The announcement the plans would be revisted, published yesterday evening (5 October), revealed few details but specifed fees would never be more than 0.5 per cent of the value of the estate.
But Rachael Griffin, tax and financial planning expert at Quilter, said this percentage could still see those inheriting a large estate hit with "extortionate fees" because historically high property values meant a large number could fall into a top band.
Even at 0.5 per cent, fees on a £250,000 estate would be £1,250 - nearly six times more than the current level.
The latest figures from HM Revenue & Customs showed the rising value of assets such as property meant estates were growing and inheritance tax receipts reached £5.2bn in 2017/18, the highest level since the current system was introduced in 1986.
Ms Griffin said that although the announcement guaranteed the money raised would be spent on running the courts and tribunal service, it was of cold comfort to those hit by large bills.
She said: "Despite the reassurances it’s hard not to see this as a stealth tax on those who already pay inheritance tax.

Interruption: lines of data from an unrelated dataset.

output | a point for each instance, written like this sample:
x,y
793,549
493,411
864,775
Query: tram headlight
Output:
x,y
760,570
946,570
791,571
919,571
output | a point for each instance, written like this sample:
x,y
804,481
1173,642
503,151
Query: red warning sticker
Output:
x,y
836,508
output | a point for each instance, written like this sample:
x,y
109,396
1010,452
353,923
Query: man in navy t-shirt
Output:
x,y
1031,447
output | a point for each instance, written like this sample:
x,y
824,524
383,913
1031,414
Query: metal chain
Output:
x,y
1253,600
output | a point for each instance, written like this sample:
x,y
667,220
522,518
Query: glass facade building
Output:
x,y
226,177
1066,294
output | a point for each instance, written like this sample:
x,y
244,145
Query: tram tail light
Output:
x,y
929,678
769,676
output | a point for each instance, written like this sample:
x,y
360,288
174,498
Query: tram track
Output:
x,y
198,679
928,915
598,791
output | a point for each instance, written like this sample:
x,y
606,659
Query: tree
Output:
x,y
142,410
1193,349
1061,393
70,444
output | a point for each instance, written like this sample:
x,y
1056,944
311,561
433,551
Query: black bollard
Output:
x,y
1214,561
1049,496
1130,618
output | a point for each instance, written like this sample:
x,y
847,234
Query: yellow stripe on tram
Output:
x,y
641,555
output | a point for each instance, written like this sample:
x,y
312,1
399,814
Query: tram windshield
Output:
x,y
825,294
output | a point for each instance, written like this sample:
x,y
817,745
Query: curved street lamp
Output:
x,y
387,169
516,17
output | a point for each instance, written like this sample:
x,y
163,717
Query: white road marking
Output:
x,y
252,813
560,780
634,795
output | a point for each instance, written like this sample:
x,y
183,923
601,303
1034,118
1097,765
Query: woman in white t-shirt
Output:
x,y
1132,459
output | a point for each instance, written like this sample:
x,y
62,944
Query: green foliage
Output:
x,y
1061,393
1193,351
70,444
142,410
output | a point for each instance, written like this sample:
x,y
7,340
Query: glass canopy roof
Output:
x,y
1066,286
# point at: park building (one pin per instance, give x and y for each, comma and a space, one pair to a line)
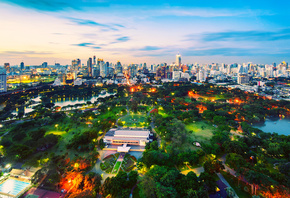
137, 137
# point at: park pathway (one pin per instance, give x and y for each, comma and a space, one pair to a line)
232, 171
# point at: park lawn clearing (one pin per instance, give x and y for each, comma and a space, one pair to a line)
201, 131
134, 120
162, 112
116, 168
128, 163
55, 133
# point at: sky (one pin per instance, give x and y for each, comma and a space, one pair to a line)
151, 31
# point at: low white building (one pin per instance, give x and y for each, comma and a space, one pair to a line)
127, 136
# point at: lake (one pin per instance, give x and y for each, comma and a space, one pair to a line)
277, 125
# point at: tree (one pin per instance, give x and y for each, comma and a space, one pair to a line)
212, 166
235, 160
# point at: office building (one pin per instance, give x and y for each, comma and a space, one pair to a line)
178, 60
76, 64
90, 67
7, 67
243, 79
130, 137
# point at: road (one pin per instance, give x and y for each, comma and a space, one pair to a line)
197, 171
232, 171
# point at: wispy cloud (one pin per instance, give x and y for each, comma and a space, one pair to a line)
253, 35
88, 22
91, 45
150, 48
84, 44
46, 5
231, 52
123, 39
23, 52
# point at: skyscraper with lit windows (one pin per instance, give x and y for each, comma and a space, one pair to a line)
178, 60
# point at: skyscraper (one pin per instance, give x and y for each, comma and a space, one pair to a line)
178, 60
7, 67
22, 66
3, 85
119, 68
90, 67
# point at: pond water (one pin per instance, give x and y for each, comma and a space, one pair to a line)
277, 125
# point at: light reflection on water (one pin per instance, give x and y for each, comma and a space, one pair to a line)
277, 125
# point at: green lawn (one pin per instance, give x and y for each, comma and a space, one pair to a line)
116, 168
55, 132
134, 120
162, 112
201, 131
128, 163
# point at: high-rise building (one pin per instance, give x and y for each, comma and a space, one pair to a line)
243, 79
3, 85
76, 64
22, 66
90, 67
119, 68
7, 67
178, 60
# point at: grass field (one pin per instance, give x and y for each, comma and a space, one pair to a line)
55, 132
162, 112
201, 132
116, 168
134, 121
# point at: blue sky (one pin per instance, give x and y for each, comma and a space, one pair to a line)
203, 31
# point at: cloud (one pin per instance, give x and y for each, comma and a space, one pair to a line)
253, 35
46, 5
231, 52
123, 39
91, 45
23, 52
150, 48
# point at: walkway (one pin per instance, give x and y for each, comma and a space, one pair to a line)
232, 171
128, 113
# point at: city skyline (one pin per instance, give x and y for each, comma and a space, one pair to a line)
146, 31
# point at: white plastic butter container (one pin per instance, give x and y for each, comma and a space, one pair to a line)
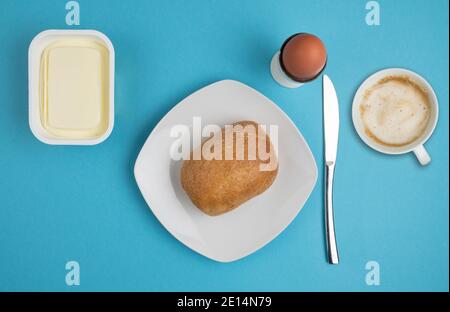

Easing the burden on lower estates and lifting 25,000 annually out of probate is admirable, but it still means for others they will face a steep fee during an emotional and challenging time."
Ms Griffin said the changes would add further complexity to estate planning.
She said: "Using trusts can help reduce the value of an estate for inheritance tax purposes, meaning a lower charge will apply. People concerned about how beneficiaries will pay the probate fees could leave sufficient funds in a life insurance policy, and provided the policy is written in trust, it can be accessed immediately on death, without the need for probate."